When you enter data manually, it's easy to add a trailing space or use 'St.' on one site and 'Street' on another. These small differences cause mismatches in automated checks. Use your canonical data as a copy-paste source, and avoid retyping. If you use a tool, verify that it doesn't alter your input—some tools normalize data in ways you might not expect.

What to Check When a Fix Doesn't Stick

If you update a listing but the old data still shows after a week, first check if the directory has a moderation delay. Some sites approve edits within hours, others take days. Next, check if there's a cached version—clear your browser cache or view the page in incognito mode. If the wrong data persists, the directory may have rejected your edit because it didn't meet their guidelines (e.g., they require a phone call to verify). Contact support with screenshots of your current listing and your canonical data.

Another debugging step: search for your business on the directory using different terms. Sometimes a duplicate listing is hidden and shows up only for certain queries. If you find a duplicate you didn't know about, follow the removal process for that platform.

FAQ and Checklist for Ongoing Maintenance

Below are answers to common questions we hear, followed by a maintenance checklist you can use monthly.

FAQ

How often should I audit my citations?
At least quarterly. Many businesses set a recurring calendar reminder for the first Monday of each quarter. If you've recently moved or changed your phone number, do a full audit immediately and then again after three months.

Can I automate citation cleanup completely?
Not entirely. Tools can push updates to many directories, but you still need to verify the changes, handle duplicates manually, and manage directories not in the tool's network. Automation reduces effort but doesn't replace human oversight.

What if a directory won't let me edit my listing?
Some directories require a phone verification or a mailed postcard. Others have outdated interfaces. In those cases, contact their support team directly. If they don't respond after two attempts, note it in your spreadsheet and move on. The impact of one stubborn directory is usually small if all major sites are correct.

Should I delete old listings when I move?
No—update them with the new address if possible. Deleting a listing can cause search engines to think the business closed. If the directory doesn't allow editing after a move, add a note that the business has relocated and include the new address. Some directories allow you to mark a listing as 'closed' and create a new one—use that option if available.
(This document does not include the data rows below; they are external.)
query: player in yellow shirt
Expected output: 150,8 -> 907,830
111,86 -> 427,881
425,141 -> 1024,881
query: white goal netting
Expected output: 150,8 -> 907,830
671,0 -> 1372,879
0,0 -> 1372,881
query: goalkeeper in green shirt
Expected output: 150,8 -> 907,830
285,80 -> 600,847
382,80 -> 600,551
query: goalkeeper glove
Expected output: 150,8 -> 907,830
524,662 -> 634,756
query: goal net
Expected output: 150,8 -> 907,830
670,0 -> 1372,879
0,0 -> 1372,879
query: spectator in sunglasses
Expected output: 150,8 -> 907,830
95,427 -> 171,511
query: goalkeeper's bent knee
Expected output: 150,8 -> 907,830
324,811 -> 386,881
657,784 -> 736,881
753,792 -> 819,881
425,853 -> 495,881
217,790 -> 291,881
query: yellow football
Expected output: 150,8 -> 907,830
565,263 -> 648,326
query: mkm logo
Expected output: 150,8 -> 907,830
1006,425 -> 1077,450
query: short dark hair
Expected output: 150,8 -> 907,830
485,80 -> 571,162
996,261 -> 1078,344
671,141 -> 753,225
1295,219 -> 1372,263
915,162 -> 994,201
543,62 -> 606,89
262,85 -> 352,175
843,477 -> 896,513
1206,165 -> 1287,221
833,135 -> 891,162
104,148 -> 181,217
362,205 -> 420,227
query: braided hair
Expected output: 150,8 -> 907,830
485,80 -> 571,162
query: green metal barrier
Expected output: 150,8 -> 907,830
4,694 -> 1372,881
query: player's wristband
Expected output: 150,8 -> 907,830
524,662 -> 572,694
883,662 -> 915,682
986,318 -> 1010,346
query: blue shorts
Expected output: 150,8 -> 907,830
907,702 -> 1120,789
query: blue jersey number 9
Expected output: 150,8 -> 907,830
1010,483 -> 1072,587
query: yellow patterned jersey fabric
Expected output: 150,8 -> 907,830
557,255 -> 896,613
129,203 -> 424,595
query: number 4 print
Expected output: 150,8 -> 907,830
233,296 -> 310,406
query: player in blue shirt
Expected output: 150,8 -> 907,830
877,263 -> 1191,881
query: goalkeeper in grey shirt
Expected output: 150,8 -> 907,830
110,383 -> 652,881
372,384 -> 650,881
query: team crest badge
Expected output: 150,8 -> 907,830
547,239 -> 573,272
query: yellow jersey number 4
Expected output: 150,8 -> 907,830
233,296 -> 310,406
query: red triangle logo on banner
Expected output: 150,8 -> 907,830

Monthly Maintenance Checklist

  • Check Google Business Profile for any suggested edits by users and approve or reject them.
  • Review your top 5 directories (Google, Yelp, Facebook, Apple Maps, Bing) for accuracy.
  • Search for your business name + city to spot new duplicates.
  • Verify that your hours are correct for upcoming holidays.
  • Check your citation management tool's report (if you use one) for any sync errors.

If you follow this checklist consistently, you'll catch errors before they cause significant damage. The goal is not perfection—some errors will always slip through—but a system that catches most problems early. Start with the steps in this guide, adapt them to your specific situation, and you'll build a citation profile that earns customer trust rather than losing it.